17:45 - 19:00
Poster viewing
Room: Galeries and Marie Curie
Establishing the first national home parenteral nutrition program for paediatric patients with intestinal failure
Mila Baycheva 1, Bogdan Mladenov 2, Zdravka Antonova 3, Yanko Pahnev 3, Rayna Shentova 1, Hristo Shivachev 3, Penka Yaneva 1
1 Department of Gastroenterology and Hepatology, University Children’s Hospital “Prof Ivan Mitev”, Medical University, Sofia, Bulgaria
2 Department of Paediatric Anaesthesiology and Intensive Care, Multiprofile Hospital for Active Treatment and Emergency Medicine /MHATEM/ "N. I. Pirogov", Sofia, Bulgaria
3 Department of Paediatric Surgery, Multiprofile Hospital for Active Treatment and Emergency Medicine /MHATEM/ "N. I. Pirogov", Sofia, Bulgaria

Introduction: Intestinal failure (IF) is a complex condition of severe intestinal malabsorption caused by short bowel syndrome (SBS), congenital diseases of enterocyte development, and severe motility disorders (total or subtotal aganglionosis or chronic intestinal pseudo-obstruction syndrome). Children with IF require long-term total or partial parenteral nutrition (PN) to preserve nutritional status and prevent complications. When a child depends on long-term PN, home parenteral nutrition (HPN) is the best alternative to prolonged hospital stay and is recognized as the best option for improving the quality of life of these children and their families. In our country, during many years all paediatric patients with IF were managed individually within the hospital setting of paediatric gastroenterology referral centres.
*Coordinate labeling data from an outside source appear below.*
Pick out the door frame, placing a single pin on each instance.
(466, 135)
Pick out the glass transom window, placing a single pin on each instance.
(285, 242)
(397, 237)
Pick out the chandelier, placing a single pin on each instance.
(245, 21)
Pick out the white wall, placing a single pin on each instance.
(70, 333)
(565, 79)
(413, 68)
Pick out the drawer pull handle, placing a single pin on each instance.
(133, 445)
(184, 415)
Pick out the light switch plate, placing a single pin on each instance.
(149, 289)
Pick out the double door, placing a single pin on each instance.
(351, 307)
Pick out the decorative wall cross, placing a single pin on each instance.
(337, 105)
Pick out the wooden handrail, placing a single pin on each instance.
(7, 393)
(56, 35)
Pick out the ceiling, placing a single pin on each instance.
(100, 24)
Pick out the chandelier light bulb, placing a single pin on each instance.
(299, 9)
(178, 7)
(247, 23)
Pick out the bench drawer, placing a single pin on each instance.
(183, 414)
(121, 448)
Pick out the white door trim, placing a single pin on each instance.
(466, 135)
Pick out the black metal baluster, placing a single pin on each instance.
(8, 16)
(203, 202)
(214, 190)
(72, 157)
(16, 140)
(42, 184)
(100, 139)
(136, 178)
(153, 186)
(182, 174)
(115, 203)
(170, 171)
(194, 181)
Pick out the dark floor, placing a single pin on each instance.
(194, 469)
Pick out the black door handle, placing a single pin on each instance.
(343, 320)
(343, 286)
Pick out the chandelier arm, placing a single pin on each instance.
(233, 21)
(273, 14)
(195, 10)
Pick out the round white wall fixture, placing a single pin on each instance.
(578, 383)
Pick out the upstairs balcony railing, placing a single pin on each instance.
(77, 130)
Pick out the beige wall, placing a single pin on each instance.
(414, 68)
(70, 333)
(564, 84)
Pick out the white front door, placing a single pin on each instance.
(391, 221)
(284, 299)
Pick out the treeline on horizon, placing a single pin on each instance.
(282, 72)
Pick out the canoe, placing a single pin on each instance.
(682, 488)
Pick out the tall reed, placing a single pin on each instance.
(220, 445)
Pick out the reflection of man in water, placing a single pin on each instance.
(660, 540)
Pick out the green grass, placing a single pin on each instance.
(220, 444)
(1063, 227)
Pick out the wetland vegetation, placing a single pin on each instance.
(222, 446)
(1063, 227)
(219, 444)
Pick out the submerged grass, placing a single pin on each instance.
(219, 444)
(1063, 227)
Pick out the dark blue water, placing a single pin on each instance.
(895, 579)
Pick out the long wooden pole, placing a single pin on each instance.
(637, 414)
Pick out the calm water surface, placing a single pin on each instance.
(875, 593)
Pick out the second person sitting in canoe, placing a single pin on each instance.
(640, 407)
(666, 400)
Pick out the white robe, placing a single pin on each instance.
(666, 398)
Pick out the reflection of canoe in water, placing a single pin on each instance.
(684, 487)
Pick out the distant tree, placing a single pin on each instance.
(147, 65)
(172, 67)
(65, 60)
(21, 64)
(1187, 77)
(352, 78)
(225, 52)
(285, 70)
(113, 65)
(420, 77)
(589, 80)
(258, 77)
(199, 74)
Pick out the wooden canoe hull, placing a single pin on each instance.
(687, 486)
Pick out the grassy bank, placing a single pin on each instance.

Methods: We present the process of developing the first national HPN program for paediatric patients with IF, and the current practice of establishing and managing children on HPN.

Results: Five patients were managed on HPN for prolonged period, four of those are currently on HPN. There is a multidisciplinary team involved in the process. With regards to the aetiology, three patients have SBS, one patient has tufting enteropathy and one total aganglionosis with severe dysmotility and postoperative SBS. For administration of HPN we place a tunnelled single lumen central venous catheter (CVC) surgically. We use commercial premixed PN solutions with individual adjustments. The regime, monitoring and prevention of complications follow the European HPN guidelines.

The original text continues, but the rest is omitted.